O Sindipúblicos, em uma importante vitória para o serviço público, garantiu mais um avanço significativo. Após enfrentar um cenário de grave sucateamento, que quase levou ao fechamento das emissoras públicas Rádio ES e TVE, a atuação conjunta do Sindipúblicos com o Sindijornalistas e o Sindicato dos Radialistas foi essencial para manter a RTV em funcionamento.
Nesta semana, foi publicado o primeiro edital para contratação de novos profissionais, agora sob a gestão da Fundação Carmélia Maria de Souza, aprovada com o acompanhamento dos sindicatos. Apesar de ainda não ser o tão aguardado concurso público – uma antiga reivindicação para a RTV – a abertura dessas novas vagas representa um marco importante no fortalecimento da comunicação pública no Espírito Santo. Ao todo, serão oferecidas 22 vagas em diversas áreas da comunicação.
Iran Caetano, presidente do Sindipúblicos, reforçou a relevância da comunicação pública, destacando que ela oferece uma abordagem que muitas vezes escapa da cobertura da mídia tradicional. “A comunicação pública é vital para dar visibilidade a questões e realidades que muitas vezes são negligenciadas pelos grandes veículos de imprensa. Ela possibilita uma abordagem mais inclusiva e plural, evidenciando a diversidade cultural, social e econômica do nosso estado. As emissoras públicas desempenham um papel fundamental ao promover uma visão mais profunda da sociedade e ao fortalecer a cidadania e a democracia, ao dar espaço a temas e grupos que não têm o mesmo destaque nas mídias comerciais”, afirmou.
Apesar das conquistas, o Sindipúblicos mantém sua preocupação com a valorização dos atuais servidores da RTV e segue firme na luta pela reestruturação das carreiras, exigindo ajustes salariais que sejam compatíveis tanto com o mercado quanto com os novos contratados. Em uma reunião recente com a Seger, o Sindicato reforçou essas demandas e solicitou um encontro específico com a Seger e a Direção da RTV para discutir o tema, que ainda está pendente.

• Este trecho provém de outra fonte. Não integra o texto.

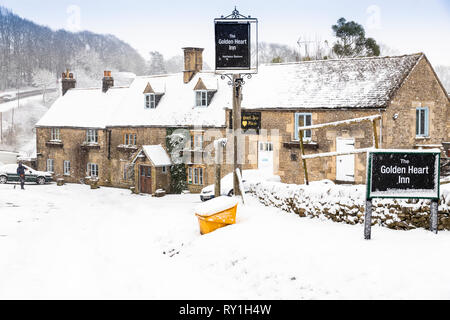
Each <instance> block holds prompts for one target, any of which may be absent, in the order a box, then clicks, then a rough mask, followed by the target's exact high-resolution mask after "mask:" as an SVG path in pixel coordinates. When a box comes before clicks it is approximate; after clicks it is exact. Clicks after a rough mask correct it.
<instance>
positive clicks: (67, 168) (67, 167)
mask: <svg viewBox="0 0 450 320" xmlns="http://www.w3.org/2000/svg"><path fill="white" fill-rule="evenodd" d="M64 175H66V176H69V175H70V161H64Z"/></svg>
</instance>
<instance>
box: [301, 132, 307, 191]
mask: <svg viewBox="0 0 450 320" xmlns="http://www.w3.org/2000/svg"><path fill="white" fill-rule="evenodd" d="M299 135H300V149H301V150H302V162H303V170H304V171H305V181H306V185H307V186H309V179H308V169H307V167H306V159H305V158H304V157H303V156H304V155H305V146H304V145H303V130H300V131H299Z"/></svg>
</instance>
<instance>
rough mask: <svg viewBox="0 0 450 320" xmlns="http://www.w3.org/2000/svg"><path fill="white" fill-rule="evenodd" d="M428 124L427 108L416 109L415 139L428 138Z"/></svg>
mask: <svg viewBox="0 0 450 320" xmlns="http://www.w3.org/2000/svg"><path fill="white" fill-rule="evenodd" d="M428 123H429V111H428V108H426V107H425V108H417V109H416V136H417V137H428V136H429V130H428Z"/></svg>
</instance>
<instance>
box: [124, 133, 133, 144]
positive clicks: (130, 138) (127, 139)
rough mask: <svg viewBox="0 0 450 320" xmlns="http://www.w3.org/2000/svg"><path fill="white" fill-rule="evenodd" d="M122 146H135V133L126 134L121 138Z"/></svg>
mask: <svg viewBox="0 0 450 320" xmlns="http://www.w3.org/2000/svg"><path fill="white" fill-rule="evenodd" d="M123 140H124V142H123V144H124V145H126V146H135V145H136V134H135V133H126V134H125V135H124V137H123Z"/></svg>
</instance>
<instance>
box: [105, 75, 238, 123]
mask: <svg viewBox="0 0 450 320" xmlns="http://www.w3.org/2000/svg"><path fill="white" fill-rule="evenodd" d="M199 78H201V79H202V81H203V82H204V83H205V84H206V83H207V84H208V85H209V86H211V89H217V92H216V94H215V95H214V98H213V99H212V100H211V103H210V105H209V106H208V107H196V106H195V92H194V88H195V86H196V85H197V83H198V79H199ZM217 79H219V80H220V77H218V76H216V75H215V74H214V73H213V72H199V73H198V74H196V75H195V76H194V77H193V79H192V80H191V81H190V82H189V83H187V84H185V83H184V82H183V74H182V73H178V74H172V75H166V76H148V77H137V78H136V79H135V80H134V81H133V83H132V84H131V85H130V88H129V90H127V91H126V92H125V94H124V95H123V97H122V99H121V101H120V103H119V104H118V105H117V107H116V111H115V112H114V114H112V115H111V117H110V119H109V123H108V125H109V126H112V127H114V126H116V127H121V126H162V127H167V126H174V127H179V126H202V127H222V126H225V112H224V110H223V109H224V108H225V107H227V106H229V105H230V103H231V101H230V100H231V99H230V96H231V88H229V86H228V83H227V82H226V81H221V80H220V81H217ZM148 84H150V86H151V87H152V88H153V89H154V91H155V92H162V93H164V95H163V96H162V97H161V100H160V101H159V103H158V105H157V107H156V108H155V109H145V107H144V95H143V92H144V90H145V88H146V87H147V85H148ZM212 86H214V87H212ZM208 89H209V88H208Z"/></svg>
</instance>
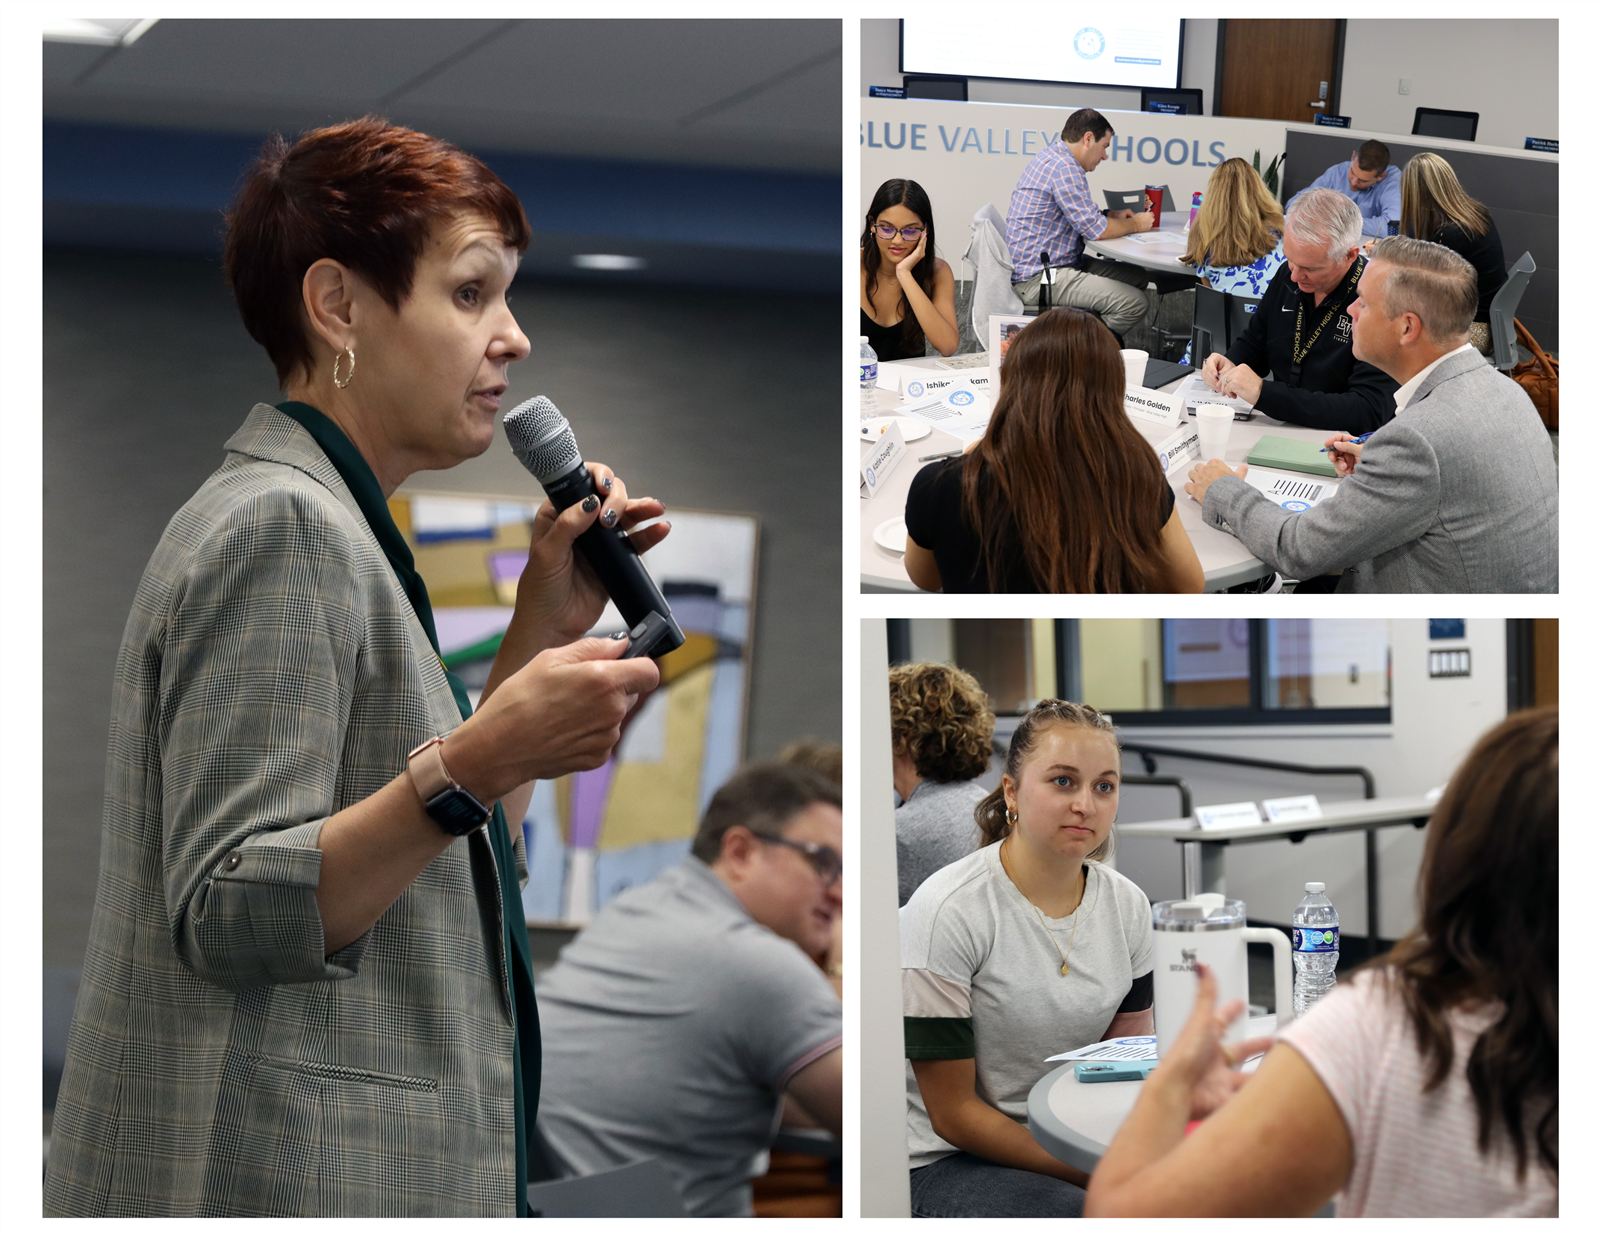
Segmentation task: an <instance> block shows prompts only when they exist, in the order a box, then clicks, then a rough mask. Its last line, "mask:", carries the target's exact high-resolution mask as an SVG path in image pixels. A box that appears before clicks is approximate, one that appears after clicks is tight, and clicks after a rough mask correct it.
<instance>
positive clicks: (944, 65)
mask: <svg viewBox="0 0 1600 1236" xmlns="http://www.w3.org/2000/svg"><path fill="white" fill-rule="evenodd" d="M995 11H997V13H998V14H1005V10H1003V8H1002V10H995ZM1070 11H1072V10H1070V8H1064V10H1061V13H1062V19H1061V21H1053V22H1050V26H1046V27H1038V29H1034V26H1032V22H1026V21H1021V19H1016V21H1006V19H1005V18H1003V16H1000V19H986V21H974V19H973V16H970V14H968V16H958V18H954V16H952V18H944V16H938V18H902V19H901V72H902V74H947V75H950V77H1011V78H1022V80H1029V82H1062V83H1074V85H1094V86H1166V88H1171V86H1176V85H1178V74H1179V59H1181V53H1182V29H1184V22H1182V18H1155V16H1150V18H1141V16H1138V14H1136V13H1133V14H1118V16H1115V18H1110V16H1109V14H1107V16H1106V18H1099V16H1094V18H1078V19H1074V18H1070ZM1101 11H1104V10H1101Z"/></svg>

“Não podemos admitir que profissionais que desempenham as mesmas funções recebam salários diferentes. O governo precisa ter sensibilidade e reconhecer o valor dos servidores que mantiveram as emissoras em funcionamento, mesmo nos períodos mais críticos. Continuaremos firmes nessa luta, buscando uma solução que assegure uma remuneração justa para todos”, declarou Renata Setúbal, presidenta eleita do Sindipúblicos.
Esse processo seletivo e a luta pela valorização dos servidores são passos importantes para garantir que a comunicação pública continue desempenhando seu papel estratégico e inclusivo na sociedade capixaba.